Sir Peter Hendy CBE, Chair of Network Rail said: “We’ve done a lot of work with partners across the industry in recent years to tackle bridge strikes, and whilst it’s encouraging to see our work is paying off with numbers now on the decline, there’s a lot more to be done to cut the unnecessary delays, costs and safety risks they pose.”

Hideo Takano, Senior Structures Advisor at Highways England said: “Although bridge strikes are comparatively low for our roads, as part of the collective drive to reduce bridge strikes happening, we work with other transport authorities as part of the Bridge Strike Prevention Group and welcome Network Rail’s new campaign.

“Bridges strikes can cause hours of disruption and although we re-open our roads as soon as possible we recognise the frustration delays can cause.

“Around two-thirds of bridge strikes on our roads are caused by vehicles carrying a load.

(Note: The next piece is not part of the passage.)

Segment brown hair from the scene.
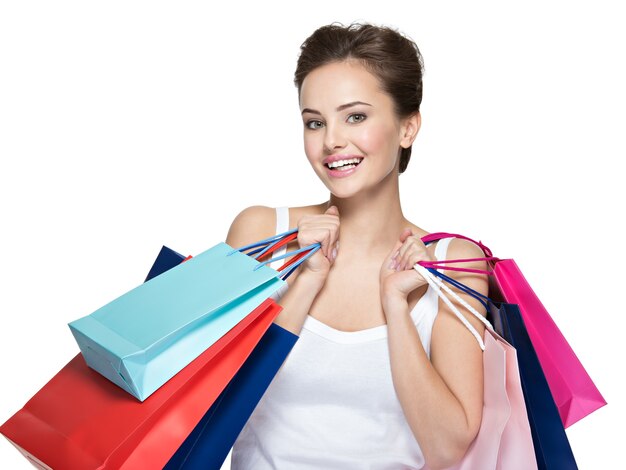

So, to reduce the risk of this happening we urge all drivers to follow these simple steps; know your height, plan your route and secure your load.”

Gareth Llewellyn, DVSA Chief Executive said: “There’s real headway being made and we’re seeing a drop in bridge strikes, but we must keep up this momentum to avoid these dangerous and costly incidents.

“You should ensure your drivers are doing their walkaround checks and noting the height of their vehicle every day.

“While DVSA can fall back on regulatory action to deal with bridge strikes, I’d prefer to see no incidents at all, with operators and drivers checking heights before every journey.”